它是一个双层 cache,每个分片都有一个 Leader 和若干个 Follower 。所有的请求都先发给外层的 Follower,再由 Follower 转发给 Leader 。这样的好处是读压力大的时候只需要水平扩展 Follower,单点 Leader 写入的方式也降低了复杂度,更容易实现数据的一致性 。
如果一个副本故障,系统会在秒级别内进行切换 。当持久层发生故障时,分布式缓存层仍然可以对外提供读取服务 。
高可用的MySQL集群:
MySQL 集群通过自研的中间件实现了分库分表方案 , 并支持 MySQL 的水平扩容 。每个 MySQL 数据库有若干从库 , 并且与公司内部其他的 MySQL 运维方案一致,保证高可用性 。
限流保护功能:
为防止缓存击穿导致 MySQL 突发大量请求,从而导致 MySQL 宕机,我们通过限制每个主节点最大 MySQL 并发请求数来实现限流保护 MySQL 。达到最大并发请求限制之后的请求会被挂起等待,直到已有请求被处理返回,或者达到等待超时请求被拒绝不会被继续请求到 MySQL。限流阈值在线可调,根据 MySQL 集群规模调整对应限制 。
为防止爬虫或者作弊用户频繁刷同一条数据,我们利用 REDtaoQueue 顺序执行对写入或者点查同一条边的请求 , 队列长度会被限制 , 控制同一时间大量相同的请求执行 。
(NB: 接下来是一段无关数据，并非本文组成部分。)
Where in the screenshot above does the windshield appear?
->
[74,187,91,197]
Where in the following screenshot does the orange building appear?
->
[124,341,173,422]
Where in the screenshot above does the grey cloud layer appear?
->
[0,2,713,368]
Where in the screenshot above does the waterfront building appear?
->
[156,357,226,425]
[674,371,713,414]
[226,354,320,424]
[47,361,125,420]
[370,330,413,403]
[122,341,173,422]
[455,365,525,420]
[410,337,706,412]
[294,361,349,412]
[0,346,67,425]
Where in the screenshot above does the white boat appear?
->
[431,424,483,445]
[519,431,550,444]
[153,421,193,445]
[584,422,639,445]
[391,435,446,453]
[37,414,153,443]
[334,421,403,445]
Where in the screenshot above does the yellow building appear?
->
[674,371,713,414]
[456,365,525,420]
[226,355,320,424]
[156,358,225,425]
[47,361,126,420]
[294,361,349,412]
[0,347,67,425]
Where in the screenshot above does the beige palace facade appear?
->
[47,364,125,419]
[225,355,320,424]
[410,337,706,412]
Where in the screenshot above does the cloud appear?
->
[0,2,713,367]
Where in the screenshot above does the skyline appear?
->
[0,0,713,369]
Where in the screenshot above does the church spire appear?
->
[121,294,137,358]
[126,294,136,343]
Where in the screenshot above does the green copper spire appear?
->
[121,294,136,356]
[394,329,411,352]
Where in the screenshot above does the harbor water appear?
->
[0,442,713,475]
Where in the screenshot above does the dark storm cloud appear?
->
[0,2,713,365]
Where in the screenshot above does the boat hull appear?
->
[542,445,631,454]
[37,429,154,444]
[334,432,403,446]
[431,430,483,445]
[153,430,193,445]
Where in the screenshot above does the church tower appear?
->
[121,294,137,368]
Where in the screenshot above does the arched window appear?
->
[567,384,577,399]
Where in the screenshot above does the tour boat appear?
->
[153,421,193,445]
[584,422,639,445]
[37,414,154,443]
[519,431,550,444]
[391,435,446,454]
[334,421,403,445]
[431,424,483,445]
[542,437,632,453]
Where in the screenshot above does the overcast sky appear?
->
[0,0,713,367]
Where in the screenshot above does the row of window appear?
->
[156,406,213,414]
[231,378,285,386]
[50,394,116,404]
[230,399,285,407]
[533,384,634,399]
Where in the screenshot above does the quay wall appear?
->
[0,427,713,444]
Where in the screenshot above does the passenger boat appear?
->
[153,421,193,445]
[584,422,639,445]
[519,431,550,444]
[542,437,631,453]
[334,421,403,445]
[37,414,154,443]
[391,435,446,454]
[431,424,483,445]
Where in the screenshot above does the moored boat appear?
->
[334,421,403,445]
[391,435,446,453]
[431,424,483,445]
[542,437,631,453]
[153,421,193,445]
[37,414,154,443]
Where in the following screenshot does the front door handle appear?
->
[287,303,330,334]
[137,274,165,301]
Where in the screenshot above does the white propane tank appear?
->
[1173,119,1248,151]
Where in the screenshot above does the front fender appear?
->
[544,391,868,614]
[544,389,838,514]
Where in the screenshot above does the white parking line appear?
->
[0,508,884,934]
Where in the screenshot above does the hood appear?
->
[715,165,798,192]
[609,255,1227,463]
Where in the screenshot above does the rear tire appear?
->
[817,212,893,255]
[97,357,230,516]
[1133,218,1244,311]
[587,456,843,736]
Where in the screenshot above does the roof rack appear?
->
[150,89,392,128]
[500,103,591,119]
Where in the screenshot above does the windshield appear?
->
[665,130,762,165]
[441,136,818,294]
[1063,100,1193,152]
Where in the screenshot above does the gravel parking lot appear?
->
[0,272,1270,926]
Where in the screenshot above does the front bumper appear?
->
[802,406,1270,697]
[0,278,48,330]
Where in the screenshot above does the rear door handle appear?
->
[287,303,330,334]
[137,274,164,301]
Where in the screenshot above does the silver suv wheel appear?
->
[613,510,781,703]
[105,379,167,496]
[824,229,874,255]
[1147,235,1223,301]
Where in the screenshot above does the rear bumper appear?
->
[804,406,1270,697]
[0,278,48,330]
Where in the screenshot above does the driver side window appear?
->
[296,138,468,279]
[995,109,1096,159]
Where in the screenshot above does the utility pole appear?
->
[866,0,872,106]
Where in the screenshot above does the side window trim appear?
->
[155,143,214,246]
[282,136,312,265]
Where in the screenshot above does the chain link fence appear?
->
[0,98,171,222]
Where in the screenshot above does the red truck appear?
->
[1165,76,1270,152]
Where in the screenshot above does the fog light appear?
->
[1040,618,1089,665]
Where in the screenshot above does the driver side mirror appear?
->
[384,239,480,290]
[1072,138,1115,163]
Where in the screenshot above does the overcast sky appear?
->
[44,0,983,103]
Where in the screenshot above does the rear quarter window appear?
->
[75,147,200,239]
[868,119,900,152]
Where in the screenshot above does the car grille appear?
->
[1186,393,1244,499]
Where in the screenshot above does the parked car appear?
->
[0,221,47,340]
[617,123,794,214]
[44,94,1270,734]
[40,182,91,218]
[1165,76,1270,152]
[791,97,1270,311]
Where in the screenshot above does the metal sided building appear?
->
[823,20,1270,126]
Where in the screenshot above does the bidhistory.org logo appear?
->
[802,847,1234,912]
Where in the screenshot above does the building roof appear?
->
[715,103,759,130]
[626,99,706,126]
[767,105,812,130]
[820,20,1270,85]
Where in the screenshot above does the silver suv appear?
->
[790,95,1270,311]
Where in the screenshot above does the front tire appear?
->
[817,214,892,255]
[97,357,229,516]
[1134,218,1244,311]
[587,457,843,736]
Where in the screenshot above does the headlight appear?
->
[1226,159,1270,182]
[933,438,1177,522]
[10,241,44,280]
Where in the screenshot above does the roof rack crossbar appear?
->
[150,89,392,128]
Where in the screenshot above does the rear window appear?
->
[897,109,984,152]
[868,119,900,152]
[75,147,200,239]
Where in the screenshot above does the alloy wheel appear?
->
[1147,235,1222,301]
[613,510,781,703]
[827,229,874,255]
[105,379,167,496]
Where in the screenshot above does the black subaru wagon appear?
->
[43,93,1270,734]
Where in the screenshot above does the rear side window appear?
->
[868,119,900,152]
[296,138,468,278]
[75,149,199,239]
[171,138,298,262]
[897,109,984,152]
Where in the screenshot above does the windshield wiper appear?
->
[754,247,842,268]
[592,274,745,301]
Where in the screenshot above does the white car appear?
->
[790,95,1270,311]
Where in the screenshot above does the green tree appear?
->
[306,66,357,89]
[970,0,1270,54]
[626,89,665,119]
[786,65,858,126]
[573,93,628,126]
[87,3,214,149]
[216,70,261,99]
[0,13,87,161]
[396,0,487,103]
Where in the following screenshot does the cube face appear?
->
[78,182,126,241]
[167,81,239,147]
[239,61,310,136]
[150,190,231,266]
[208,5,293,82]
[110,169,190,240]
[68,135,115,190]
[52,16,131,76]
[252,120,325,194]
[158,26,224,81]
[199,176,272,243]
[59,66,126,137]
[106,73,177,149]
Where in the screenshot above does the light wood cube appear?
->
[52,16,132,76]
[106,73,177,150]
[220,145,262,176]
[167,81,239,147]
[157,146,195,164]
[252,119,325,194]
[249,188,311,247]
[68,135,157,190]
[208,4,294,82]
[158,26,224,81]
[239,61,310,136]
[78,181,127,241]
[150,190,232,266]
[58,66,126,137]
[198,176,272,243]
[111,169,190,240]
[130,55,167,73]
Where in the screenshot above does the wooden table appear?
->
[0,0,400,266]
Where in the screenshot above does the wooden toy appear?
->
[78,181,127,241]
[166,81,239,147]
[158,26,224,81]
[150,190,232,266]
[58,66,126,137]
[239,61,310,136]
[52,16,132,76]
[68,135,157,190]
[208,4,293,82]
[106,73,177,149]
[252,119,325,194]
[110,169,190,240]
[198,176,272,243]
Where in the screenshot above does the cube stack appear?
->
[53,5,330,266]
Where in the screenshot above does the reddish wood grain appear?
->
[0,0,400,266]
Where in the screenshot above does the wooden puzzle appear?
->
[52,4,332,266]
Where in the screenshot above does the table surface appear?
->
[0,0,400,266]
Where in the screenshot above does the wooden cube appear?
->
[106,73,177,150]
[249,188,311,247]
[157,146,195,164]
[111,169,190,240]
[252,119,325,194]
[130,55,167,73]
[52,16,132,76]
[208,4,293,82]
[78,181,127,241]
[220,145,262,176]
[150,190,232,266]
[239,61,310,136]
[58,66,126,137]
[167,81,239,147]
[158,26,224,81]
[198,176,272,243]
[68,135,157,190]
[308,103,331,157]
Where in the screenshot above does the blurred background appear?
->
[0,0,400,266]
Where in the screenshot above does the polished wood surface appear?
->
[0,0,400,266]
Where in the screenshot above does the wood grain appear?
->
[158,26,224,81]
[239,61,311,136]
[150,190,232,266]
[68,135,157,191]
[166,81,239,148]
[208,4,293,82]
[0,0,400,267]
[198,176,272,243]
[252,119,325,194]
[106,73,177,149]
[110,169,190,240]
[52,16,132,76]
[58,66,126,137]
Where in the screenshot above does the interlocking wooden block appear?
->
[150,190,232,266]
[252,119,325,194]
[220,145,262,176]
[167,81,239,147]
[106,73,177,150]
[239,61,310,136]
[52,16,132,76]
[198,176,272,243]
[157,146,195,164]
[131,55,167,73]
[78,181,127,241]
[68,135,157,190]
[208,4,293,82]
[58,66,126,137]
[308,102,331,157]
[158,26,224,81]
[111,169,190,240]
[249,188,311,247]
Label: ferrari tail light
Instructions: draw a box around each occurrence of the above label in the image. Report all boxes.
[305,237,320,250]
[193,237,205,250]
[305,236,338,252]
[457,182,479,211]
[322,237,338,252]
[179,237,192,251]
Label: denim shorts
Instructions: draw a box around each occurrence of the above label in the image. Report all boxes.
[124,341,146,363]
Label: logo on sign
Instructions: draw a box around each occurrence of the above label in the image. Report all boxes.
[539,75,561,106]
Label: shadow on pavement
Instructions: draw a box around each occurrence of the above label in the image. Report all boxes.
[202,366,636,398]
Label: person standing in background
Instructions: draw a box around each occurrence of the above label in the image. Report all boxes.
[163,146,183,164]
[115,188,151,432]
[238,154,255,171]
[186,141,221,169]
相比于单个全局的队列控制所有请求的方式 , 基于每个请求的队列可以很好地限制单个同一请求 , 而不影响其他正常请求 。
3、极致性能
数据结构的设计是 REDtao 高性能的重要保证 。我们采用了三层嵌套 HashTable 的设计, 通过根据某个起点 from_id 从第一级 HashTable 中查找到 REDtaoGraph , 记录了所有 type 下对应的所有的出边信息 。接着,在第二级 HashTable 中,根据某个 type_id 查找到 AssocType 对应某个 type 下边所有出边的计数、索引以及其他元数据 。最终在最后一级 HashTable,通过 AssocType 的某个 to_id 查找到最终边信息 。我们记录了创建时间、更新时间、版本、数据以及 REDtaoQueue,time_index 则对应根据创建时间排序列表 。最后一级 HashTable 以及索引限制存储最新的 1000 个边信息,以限制超级点占据过多内存 , 同时集中提高最新热数据的查询命中率以及效率 。REDtaoQueue 用于排队当前某个关系的读写 , 只记录了当前最后一个请求的元数据 。每次查询或写入时,首先查询 REDtaoAssoc,若缓存不存在,则会首先创建只包含 REDtaoQueue 的对象;若缓存已存在,则会更新队列元数据 , 将自己设置为队列的最后一个请求,并挂起等待被执行 。

文章插图
通过这种多层 hash+ 跳表的设计,我们能高效地组织点、边、索引、时间序链表之间的关系 。内存的申请、释放在同一个线程上完成 。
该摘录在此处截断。